Innanzitutto, il creditore ha svolto un servizio sociale, contribuendo ad estirpare dal circuito commerciale di beni e servizi un soggetto giuridico che creava solo disvalore, accumulando anche debiti fiscali (che non avrebbe mai regolato) a danno dell’intera collettività, e potenzialmente prestandosi, nella situazione di irrimediabile insolvenza in cui era caduta, a poco trasparenti operazioni di riciclaggio se non di truffa e come veicolo collettore di IVA non versata.
Ma, dubito che il creditore avesse avuto intenti così nobili: passando allora a motivazioni più “terra terra”, è ovvio che se egli valuta l’esposizione debitoria della società ormai irrimediabilmente compromessa, riterrà meglio spartire in quattro, che in quarantotto, quel poco o quasi niente che il debitore (la società) possiede, dal momento che non si può escludere la possibilità di ampliamento, nel tempo, della platea di creditori che potrebbero insinuarsi in un inevitabile procedura fallimentare.
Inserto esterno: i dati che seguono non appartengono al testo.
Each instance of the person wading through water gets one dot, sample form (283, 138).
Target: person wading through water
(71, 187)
Peraltro, seguendo il suo paradossale ragionamento, si dovrebbe tollerare che una società che crea valore solo per l’amministratore stipendiato, ma a suon di debiti conseguiti con forniture e imposte non pagate, resti libera di scorrazzare ed infettare il mercato, creando ulteriori danni a società sane che offrono la possibilità di stipendio a numerosi impiegati ed operai con le proprie famiglie.